I tested in 2 different browsers, IE 9 and FireFox 20, surprisingly, I got 2 different results. I am using document.charset and document.characterSet for IE and FF respectively to check for the character encoding of the document.

File format IE9 FF20
ANSI big5 windows-1252
Unicode unicode UTF-16
Unicode (big endian) unicodeFEFF UTF-16
UTF-8 utf-8 UTF-8

FF20 is giving Mojibake characters, it only show correctly when the encoding of the browser is changed to Chinese Traditional (Big5). The rest are rendered fine (readable) by default.

So, I added the charset attribute in meta tag section.
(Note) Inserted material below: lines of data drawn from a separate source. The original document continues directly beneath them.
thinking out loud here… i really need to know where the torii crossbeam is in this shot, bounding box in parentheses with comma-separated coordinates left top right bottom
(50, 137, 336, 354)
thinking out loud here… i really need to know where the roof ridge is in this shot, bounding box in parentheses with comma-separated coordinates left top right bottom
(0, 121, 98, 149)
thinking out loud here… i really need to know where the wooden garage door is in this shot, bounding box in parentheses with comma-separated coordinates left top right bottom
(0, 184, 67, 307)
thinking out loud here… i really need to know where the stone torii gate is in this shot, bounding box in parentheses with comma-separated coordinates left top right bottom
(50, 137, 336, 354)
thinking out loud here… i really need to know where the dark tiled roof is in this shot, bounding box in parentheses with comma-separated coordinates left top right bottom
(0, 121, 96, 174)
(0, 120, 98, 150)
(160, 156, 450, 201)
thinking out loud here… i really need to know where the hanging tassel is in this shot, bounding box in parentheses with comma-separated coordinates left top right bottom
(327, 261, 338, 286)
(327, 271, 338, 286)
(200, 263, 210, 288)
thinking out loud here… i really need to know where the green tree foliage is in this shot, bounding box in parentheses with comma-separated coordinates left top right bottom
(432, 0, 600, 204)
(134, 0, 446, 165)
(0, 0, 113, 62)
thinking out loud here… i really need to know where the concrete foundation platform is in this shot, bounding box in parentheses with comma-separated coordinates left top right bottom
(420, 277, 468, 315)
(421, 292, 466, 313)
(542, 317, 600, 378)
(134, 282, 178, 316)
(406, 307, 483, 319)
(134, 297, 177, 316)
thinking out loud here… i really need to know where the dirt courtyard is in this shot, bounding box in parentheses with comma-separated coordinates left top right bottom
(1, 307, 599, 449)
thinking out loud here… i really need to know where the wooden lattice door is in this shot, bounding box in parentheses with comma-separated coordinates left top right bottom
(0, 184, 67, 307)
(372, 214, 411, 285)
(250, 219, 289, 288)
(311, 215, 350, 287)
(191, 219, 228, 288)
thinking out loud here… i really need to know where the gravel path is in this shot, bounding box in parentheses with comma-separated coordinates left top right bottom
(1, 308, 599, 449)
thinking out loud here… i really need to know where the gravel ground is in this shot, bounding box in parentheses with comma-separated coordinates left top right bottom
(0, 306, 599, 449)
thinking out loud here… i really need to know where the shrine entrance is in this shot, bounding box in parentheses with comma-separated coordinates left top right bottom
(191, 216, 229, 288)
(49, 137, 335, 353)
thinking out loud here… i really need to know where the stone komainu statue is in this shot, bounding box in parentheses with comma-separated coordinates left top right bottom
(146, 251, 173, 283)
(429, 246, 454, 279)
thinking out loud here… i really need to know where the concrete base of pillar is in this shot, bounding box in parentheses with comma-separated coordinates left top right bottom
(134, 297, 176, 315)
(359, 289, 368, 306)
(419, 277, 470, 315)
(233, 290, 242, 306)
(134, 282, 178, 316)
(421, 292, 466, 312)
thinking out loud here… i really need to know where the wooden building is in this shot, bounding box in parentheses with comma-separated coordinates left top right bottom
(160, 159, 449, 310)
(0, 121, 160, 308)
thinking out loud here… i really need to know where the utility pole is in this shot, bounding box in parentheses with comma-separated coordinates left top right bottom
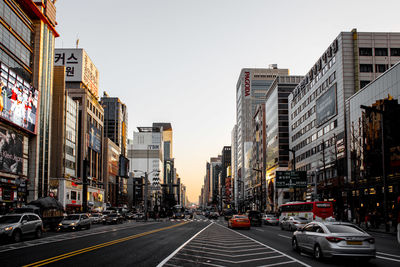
(144, 173, 148, 221)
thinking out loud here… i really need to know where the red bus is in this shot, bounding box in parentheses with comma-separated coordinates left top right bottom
(278, 201, 334, 222)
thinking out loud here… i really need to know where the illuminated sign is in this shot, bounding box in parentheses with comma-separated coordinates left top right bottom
(244, 71, 250, 97)
(0, 62, 39, 134)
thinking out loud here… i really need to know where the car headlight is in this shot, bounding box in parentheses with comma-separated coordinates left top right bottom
(4, 226, 13, 231)
(59, 223, 62, 226)
(70, 223, 76, 226)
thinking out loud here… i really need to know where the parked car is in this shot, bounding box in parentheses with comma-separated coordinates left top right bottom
(228, 215, 250, 229)
(125, 212, 135, 220)
(292, 222, 376, 261)
(58, 214, 91, 231)
(134, 213, 145, 220)
(280, 216, 308, 231)
(247, 210, 262, 226)
(0, 213, 43, 242)
(263, 214, 279, 226)
(89, 213, 102, 224)
(103, 213, 123, 224)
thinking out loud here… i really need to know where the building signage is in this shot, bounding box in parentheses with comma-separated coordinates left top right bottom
(0, 127, 23, 174)
(316, 84, 337, 126)
(0, 62, 39, 133)
(89, 123, 101, 153)
(244, 71, 250, 97)
(148, 145, 159, 150)
(276, 171, 307, 188)
(54, 49, 99, 98)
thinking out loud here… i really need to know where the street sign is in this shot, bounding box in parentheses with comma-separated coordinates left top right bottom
(276, 171, 307, 188)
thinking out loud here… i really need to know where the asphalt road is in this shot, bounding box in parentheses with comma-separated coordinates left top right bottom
(0, 214, 399, 267)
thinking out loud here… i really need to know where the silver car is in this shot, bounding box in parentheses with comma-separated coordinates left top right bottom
(263, 214, 279, 225)
(58, 214, 91, 231)
(0, 213, 43, 242)
(292, 222, 376, 261)
(280, 216, 308, 231)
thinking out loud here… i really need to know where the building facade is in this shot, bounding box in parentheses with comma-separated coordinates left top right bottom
(346, 62, 400, 227)
(54, 48, 105, 211)
(288, 30, 400, 217)
(235, 65, 289, 211)
(0, 0, 58, 213)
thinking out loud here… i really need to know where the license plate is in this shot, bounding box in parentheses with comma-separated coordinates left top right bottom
(347, 241, 362, 245)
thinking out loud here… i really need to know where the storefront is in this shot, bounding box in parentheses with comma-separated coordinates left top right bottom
(87, 186, 105, 212)
(49, 178, 83, 213)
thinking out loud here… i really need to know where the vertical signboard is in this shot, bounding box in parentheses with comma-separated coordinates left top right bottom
(54, 49, 99, 98)
(244, 71, 251, 98)
(316, 84, 337, 126)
I also added the 4.01 strict doctype.


<!DOCTYPE HTML PUBLIC "-//W3C//DTD HTML 4.01//EN"
   "http://www.w3.org/TR/html4/strict.dtd">
<html>
<head>
<meta http-equiv="content-type" content="text/html;
charset=<charset>"></head>
<body>

</body>
</html>

File format charset IE9 FF20
ANSI big5 big5 big5
Unicode UTF-8 unicode UTF-16
Unicode (big endian) UTF-8 unicodeFEFF UTF-16
UTF-8 UTF-8 utf-8 UTF-8

Except ANSI file in FF20 is changed to big5, the rest remain same encoding. However, for Unicode (big endian) file in IE9, the following warning message is observed :


HTML1114: Codepage unicodeFEFF from (UNICODE byte order mark) overrides conflicting codepage utf-8 from (META tag)

There is no selection to change the page encoding to UTF-16 in FF, and there is no selection of unicodeFEFF in IE. I have no idea (yet?) why the document character set is returning those results.
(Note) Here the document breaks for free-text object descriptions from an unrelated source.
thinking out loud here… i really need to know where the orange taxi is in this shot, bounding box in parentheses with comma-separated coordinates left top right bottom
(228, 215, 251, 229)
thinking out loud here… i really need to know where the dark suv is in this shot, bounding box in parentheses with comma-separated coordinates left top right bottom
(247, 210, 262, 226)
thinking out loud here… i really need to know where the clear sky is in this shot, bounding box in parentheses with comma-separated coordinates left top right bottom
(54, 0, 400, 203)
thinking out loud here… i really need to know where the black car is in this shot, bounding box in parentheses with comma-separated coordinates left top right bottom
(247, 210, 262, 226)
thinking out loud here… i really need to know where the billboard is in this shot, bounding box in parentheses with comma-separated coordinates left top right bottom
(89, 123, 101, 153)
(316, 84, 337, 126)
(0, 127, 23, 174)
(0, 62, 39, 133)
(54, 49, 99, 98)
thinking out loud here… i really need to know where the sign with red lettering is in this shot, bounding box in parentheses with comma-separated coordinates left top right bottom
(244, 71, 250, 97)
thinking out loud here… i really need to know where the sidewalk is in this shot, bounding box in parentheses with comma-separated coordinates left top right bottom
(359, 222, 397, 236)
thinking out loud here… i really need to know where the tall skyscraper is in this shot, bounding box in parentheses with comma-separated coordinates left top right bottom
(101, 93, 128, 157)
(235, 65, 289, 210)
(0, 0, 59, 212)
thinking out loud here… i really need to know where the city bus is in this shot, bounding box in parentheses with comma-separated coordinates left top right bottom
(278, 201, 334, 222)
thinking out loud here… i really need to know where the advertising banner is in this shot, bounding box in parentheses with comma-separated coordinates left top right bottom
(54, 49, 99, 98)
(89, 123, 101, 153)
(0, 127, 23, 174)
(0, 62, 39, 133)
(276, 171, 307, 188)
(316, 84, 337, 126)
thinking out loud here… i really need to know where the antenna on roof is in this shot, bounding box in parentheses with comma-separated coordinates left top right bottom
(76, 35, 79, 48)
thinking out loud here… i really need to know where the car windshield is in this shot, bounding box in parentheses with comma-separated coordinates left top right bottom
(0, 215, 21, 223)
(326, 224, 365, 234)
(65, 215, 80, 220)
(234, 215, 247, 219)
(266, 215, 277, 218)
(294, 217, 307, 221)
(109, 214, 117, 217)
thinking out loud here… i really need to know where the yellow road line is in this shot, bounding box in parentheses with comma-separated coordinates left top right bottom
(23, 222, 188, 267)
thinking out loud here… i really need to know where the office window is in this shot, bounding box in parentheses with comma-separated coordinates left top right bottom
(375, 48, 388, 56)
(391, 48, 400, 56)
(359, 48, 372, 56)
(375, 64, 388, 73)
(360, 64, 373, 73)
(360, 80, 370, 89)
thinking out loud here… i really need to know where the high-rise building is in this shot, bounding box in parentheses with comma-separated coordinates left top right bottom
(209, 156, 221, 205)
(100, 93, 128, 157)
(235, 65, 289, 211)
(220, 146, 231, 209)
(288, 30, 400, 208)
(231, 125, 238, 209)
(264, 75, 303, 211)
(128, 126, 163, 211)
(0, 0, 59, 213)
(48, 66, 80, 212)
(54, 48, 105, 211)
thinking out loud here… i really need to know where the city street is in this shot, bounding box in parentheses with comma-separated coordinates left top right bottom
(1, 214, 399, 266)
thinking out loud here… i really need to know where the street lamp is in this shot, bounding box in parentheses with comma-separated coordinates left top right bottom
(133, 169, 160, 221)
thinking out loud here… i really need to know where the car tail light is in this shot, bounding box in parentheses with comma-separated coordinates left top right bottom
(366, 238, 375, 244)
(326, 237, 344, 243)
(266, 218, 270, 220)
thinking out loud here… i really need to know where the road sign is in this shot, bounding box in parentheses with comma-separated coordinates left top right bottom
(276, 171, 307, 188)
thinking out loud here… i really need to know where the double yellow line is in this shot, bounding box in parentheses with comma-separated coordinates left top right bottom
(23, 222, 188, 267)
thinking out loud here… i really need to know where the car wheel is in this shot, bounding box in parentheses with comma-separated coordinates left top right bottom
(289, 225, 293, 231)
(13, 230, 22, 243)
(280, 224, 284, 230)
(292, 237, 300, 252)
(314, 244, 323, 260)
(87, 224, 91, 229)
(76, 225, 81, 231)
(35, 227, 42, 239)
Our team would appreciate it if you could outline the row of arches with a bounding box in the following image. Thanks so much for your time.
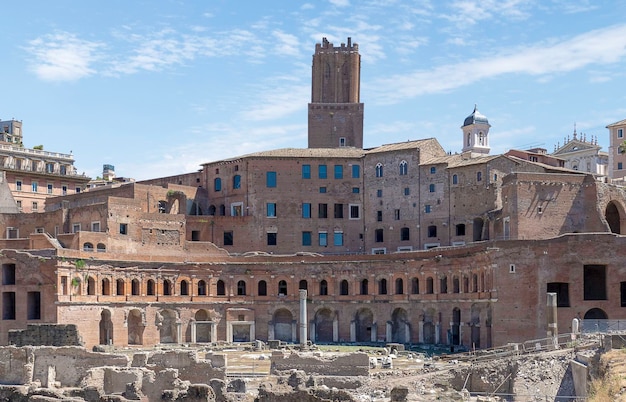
[98,304,492,348]
[70,270,491,298]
From the above result, the recommended file format to have the html document to be saved is in UTF-8 format, that if we are using characters which is out of US-ASCII character set.


Friday, April 19, 2013

Character Encoding

My study object is the Chinese character "一".
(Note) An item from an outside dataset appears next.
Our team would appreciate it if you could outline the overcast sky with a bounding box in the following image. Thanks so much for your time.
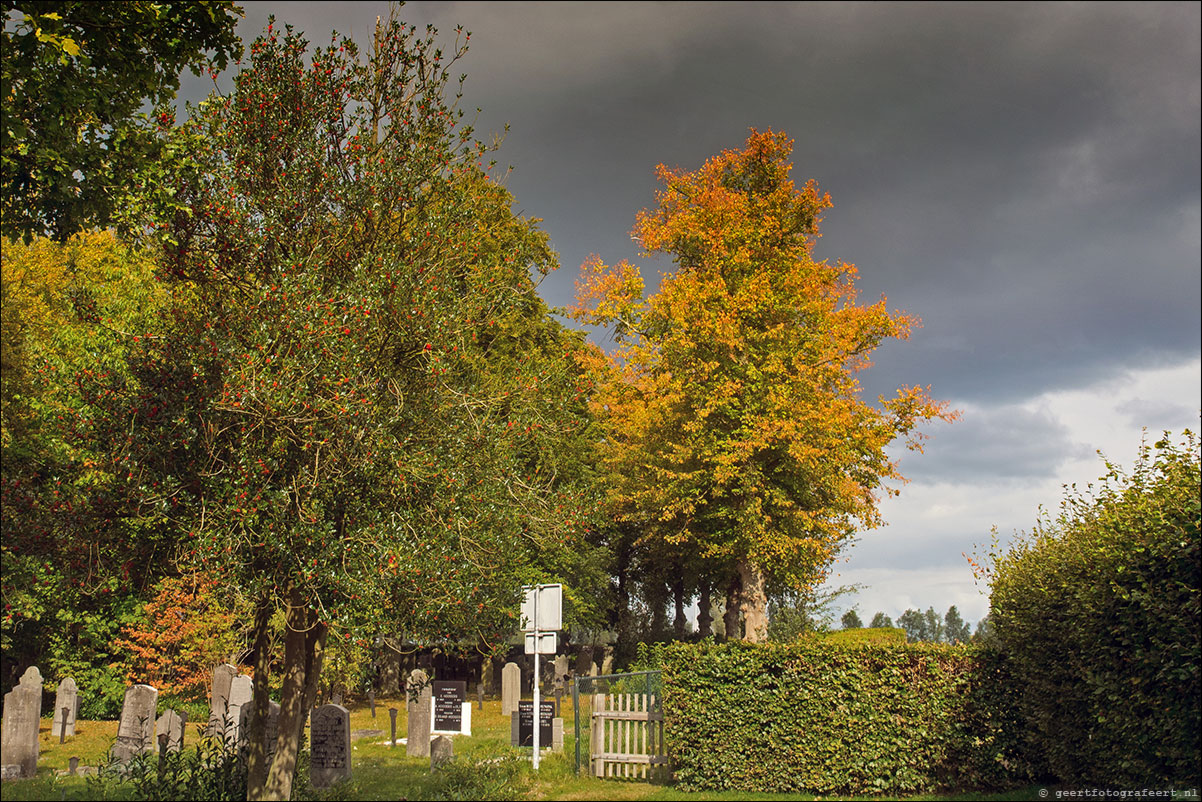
[180,2,1201,627]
I am using Notepad in Window 7 to save in different formats, namely ANSI, Unicode and UTF-8. My system locale is Chinese (Traditional, Taiwan). I am using Traditional Chinese Google IME as input method.

In simple words, encoding is to represent "something" in some "notation", decoding is to return the "something" from some "notation". Notation that I am refering here, is the binary representation.

I downloaded Hex Edit to observe the differences of the "encoding" or format (used in Notepad).

ANSI

ANSI, which always refer to ASCII character set plus an extended character set. See http://ascii-table.com/ansi-table.php. However, this character set contains only 256 characters, it does not and unable to cover Chinese character. Sometimes, when saving Chinese text in notepad, it will prompt to save in other format, but sometimes, however, I am able to save it in ANSI format. As I search for the mistery encoding for this, I found out it is actually saving in CNS 11643-1986. "一" in this case is represented by A4 40, which is first character of the start of hanzi level 1. See http://www.cns11643.gov.tw/ and http://libai.math.ncu.edu.tw/~shann/Chinese/big5cns-eng.html. (Too complicated to use these web sites)

Unicode (Big Endian)

A quick reference : http://www.unicode.org/charts/. For my test case, notepad is saving as CJK unified ideographs 4E 00. However, as I observed in Hex Editor, it is actually saved as FE FF 4E 00. FE FF is actually represents "zero width no-break space". It occurs on every file that saved as Unicode.

UTF-8

Well, this seems like the "most popular" one, at least in one of our research project on Japanese related encoding, it is prefered to have the data save as UTF-8, for easy translate to other encodings. It is a variabled-width encoding which can go up to 6 bytes to represent a single character. Same as Unicode, the binary representation starts with EF BB BF, which is the "zero width no-break space", followed by E4 B8 80, which is "一". See http://www.utf8-chartable.de/unicode-utf8-table.pl.

I studied somewhere online that Unicode is character set, while UTF-8 is one of the character encodings. So, Unicode encodes the character, and UTF-8 encodes the Unicode? Guess that is the case.